Em nossa primeira visita ao famoso Parque do Mickey, Cinderela e companhia, faltou o calor brasileiro. O brazuca com gosto de magia. O gole pretinho que desce macio e quentinho. No trabalho. Na casa da mãe quando se chega. Ou no boteco do Zé ou da Tereza. No Tio Sam, café bom é raridade. Loro por lá pede Coke. Loro que pede café, só aqui na brasilidade. 

Depois de um dia extenuante imitando criança, andando por castelos e comendo hot dogs e refrigerantes. Depois das bolhas nos pés, dores nas costas e corações pulsantes, faltava o cafezinho! E não tinha um pinguinho sequer de café. Nos belos restaurantes, nas lanchonetes ou foodtrucks. No coffee.
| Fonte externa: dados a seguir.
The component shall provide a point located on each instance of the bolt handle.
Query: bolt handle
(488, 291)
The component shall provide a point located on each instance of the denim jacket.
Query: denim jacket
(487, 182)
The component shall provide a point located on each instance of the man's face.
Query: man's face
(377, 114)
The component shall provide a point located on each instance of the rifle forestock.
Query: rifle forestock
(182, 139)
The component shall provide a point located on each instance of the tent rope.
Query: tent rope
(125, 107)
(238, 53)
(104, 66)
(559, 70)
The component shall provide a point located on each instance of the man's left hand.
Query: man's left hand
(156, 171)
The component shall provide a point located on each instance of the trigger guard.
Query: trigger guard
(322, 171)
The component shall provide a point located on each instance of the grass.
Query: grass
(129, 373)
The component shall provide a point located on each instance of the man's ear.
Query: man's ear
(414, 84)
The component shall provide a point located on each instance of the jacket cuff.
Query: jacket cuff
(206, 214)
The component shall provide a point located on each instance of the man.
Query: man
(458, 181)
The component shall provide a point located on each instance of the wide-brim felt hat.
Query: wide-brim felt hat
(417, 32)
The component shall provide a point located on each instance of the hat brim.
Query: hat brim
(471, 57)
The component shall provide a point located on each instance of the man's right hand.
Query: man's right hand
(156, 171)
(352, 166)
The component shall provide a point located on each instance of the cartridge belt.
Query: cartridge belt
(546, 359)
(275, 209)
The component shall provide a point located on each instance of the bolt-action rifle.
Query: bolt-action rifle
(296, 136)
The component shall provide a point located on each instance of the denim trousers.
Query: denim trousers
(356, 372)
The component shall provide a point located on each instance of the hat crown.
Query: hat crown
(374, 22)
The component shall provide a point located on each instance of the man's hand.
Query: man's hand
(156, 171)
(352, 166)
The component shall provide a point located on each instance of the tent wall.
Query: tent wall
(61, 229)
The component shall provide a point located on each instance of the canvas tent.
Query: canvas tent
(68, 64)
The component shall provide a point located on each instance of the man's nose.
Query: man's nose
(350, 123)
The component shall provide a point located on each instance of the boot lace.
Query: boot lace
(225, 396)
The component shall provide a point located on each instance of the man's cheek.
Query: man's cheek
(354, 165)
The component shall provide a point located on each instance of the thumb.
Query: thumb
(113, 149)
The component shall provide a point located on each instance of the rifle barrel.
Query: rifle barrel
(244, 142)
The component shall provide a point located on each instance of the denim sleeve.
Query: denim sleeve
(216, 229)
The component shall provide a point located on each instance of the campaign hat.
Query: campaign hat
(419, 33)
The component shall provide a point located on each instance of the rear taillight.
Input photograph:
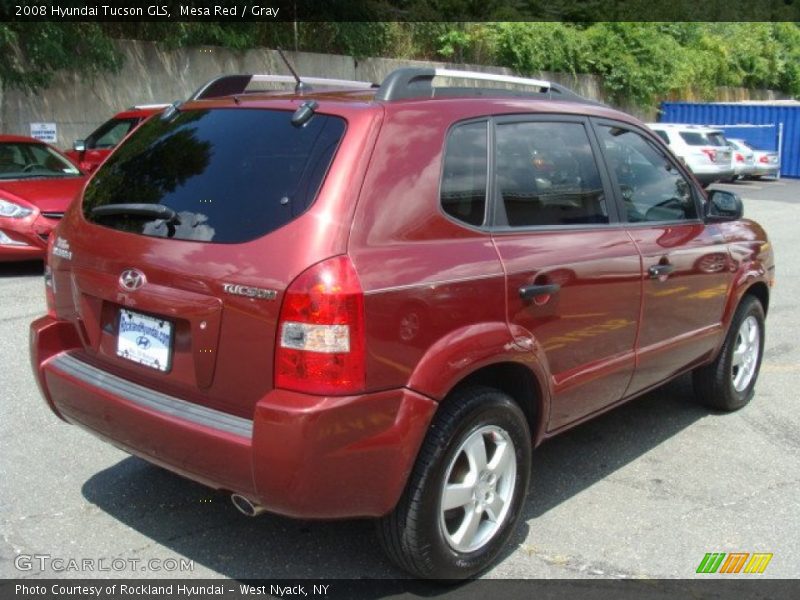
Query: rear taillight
(49, 291)
(320, 347)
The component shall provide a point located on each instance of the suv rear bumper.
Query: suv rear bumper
(301, 456)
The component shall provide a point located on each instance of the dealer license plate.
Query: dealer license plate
(145, 340)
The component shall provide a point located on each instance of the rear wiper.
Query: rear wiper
(154, 211)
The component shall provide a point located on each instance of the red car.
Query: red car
(92, 151)
(377, 301)
(37, 183)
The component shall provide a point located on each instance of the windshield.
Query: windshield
(228, 175)
(25, 160)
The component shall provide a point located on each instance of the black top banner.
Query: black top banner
(270, 11)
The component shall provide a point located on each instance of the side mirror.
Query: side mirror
(724, 206)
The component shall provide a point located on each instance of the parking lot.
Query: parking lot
(642, 492)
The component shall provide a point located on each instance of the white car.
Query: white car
(765, 162)
(703, 149)
(743, 158)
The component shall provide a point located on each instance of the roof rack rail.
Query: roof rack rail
(149, 106)
(230, 85)
(416, 82)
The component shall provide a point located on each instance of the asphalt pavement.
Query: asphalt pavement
(644, 491)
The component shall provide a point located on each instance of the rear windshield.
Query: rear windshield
(230, 175)
(694, 138)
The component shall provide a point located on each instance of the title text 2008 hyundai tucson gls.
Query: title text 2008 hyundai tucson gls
(374, 301)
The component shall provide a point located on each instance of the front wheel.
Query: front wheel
(466, 491)
(729, 382)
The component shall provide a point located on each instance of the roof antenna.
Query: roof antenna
(300, 87)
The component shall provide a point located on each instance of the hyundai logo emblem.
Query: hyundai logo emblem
(131, 280)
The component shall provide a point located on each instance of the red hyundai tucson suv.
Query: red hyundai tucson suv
(351, 300)
(92, 151)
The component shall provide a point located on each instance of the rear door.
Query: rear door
(188, 304)
(686, 265)
(573, 273)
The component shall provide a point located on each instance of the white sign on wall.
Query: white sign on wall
(47, 132)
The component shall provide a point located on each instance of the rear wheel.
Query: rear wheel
(464, 496)
(729, 382)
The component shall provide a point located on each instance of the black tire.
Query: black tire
(415, 535)
(714, 384)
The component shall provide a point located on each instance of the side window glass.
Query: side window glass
(110, 133)
(663, 135)
(463, 194)
(652, 188)
(547, 175)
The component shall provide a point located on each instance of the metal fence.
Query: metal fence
(764, 126)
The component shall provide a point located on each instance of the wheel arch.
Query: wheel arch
(520, 383)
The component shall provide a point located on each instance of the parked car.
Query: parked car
(703, 149)
(376, 301)
(766, 163)
(90, 152)
(743, 158)
(37, 183)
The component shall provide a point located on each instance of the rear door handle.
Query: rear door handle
(656, 271)
(526, 292)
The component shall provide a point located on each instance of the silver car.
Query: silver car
(743, 158)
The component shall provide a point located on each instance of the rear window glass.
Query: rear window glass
(693, 138)
(717, 139)
(230, 175)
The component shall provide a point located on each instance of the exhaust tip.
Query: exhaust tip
(245, 506)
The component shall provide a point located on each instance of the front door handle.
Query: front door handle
(526, 292)
(658, 271)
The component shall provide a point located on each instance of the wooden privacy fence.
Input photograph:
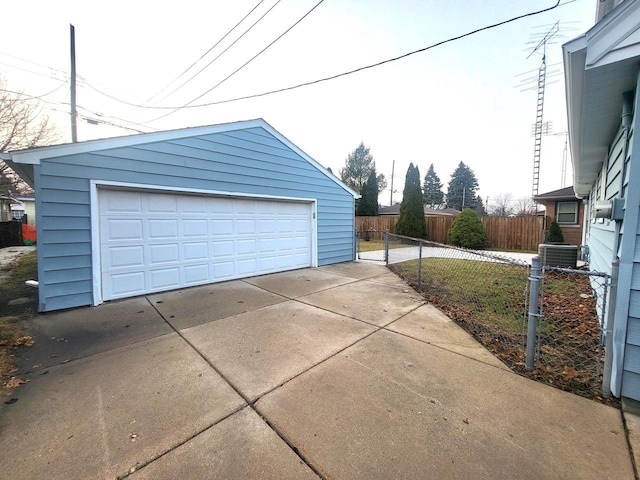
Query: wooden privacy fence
(505, 233)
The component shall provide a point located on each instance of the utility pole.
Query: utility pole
(74, 113)
(393, 167)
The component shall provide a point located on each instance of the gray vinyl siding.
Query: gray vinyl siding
(622, 180)
(631, 252)
(250, 162)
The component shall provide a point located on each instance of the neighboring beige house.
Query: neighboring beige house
(395, 210)
(24, 206)
(565, 208)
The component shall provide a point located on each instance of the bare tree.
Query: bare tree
(525, 206)
(22, 125)
(502, 205)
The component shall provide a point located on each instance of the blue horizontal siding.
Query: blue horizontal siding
(633, 333)
(244, 162)
(632, 359)
(631, 385)
(67, 262)
(59, 302)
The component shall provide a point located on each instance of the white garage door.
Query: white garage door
(151, 242)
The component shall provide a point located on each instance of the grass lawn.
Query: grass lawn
(493, 292)
(489, 301)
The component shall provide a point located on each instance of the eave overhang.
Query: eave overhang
(599, 67)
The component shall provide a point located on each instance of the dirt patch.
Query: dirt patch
(569, 358)
(18, 303)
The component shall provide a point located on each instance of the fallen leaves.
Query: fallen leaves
(27, 341)
(570, 372)
(15, 382)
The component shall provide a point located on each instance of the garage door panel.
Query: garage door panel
(126, 256)
(124, 229)
(124, 202)
(246, 226)
(266, 226)
(222, 227)
(162, 279)
(223, 249)
(267, 245)
(163, 228)
(247, 266)
(196, 251)
(195, 228)
(161, 203)
(245, 246)
(159, 241)
(268, 264)
(126, 284)
(166, 253)
(196, 274)
(191, 205)
(224, 270)
(220, 205)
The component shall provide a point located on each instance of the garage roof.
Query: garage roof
(22, 161)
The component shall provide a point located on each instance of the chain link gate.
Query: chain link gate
(371, 245)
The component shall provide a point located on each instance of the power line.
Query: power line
(101, 115)
(244, 64)
(366, 67)
(202, 56)
(38, 97)
(332, 77)
(221, 53)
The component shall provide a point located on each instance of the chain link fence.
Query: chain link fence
(485, 293)
(370, 245)
(488, 294)
(570, 342)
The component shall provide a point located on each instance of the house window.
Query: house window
(567, 213)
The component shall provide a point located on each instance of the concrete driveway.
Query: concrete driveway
(338, 372)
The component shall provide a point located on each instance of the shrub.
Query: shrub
(554, 234)
(467, 231)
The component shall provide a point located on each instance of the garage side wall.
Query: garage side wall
(249, 162)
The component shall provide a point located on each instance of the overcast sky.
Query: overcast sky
(462, 101)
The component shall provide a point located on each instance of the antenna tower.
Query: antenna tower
(542, 73)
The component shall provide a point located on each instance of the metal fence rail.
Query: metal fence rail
(370, 245)
(485, 293)
(545, 323)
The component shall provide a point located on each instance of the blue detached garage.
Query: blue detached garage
(133, 215)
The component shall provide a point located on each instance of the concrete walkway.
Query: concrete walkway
(339, 372)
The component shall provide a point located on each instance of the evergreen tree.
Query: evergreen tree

Só Coke! 

A imagem esfumaçava em nossas mentes. Servia qualquer tipo de café. O fraco descafeinado, como os americanos são acostumados. O meio frio e mal passado. Ou tinta preta que não dá nem pra engolir. Servia um pingo qualquer assim.

Os bares do Parque já estavam fechando quando enfim achamos. Pedimos duas xícaras, enquanto estouravam os fogos da parada que encerrava a festa e anunciava o último show do dia. 

Estava frio. Poucos gatos pingados ficaram pra ver a apresentação do B52, quem diria! Com direito a cabelos coloridos e lembranças da New Wave e sua época de magia.

Saboreamos gota a gota a apresentação até o final. Lembrando dos anos oitenta e chacoalhando nossos cabelos já não tão rebeldes e grandes. 

Bastou um pinguinho de café para nós, alegres e dançantes visitantes. Aplaudimos, contentes.

Os latinos desfrutam melhor o sabor das coisas quentes.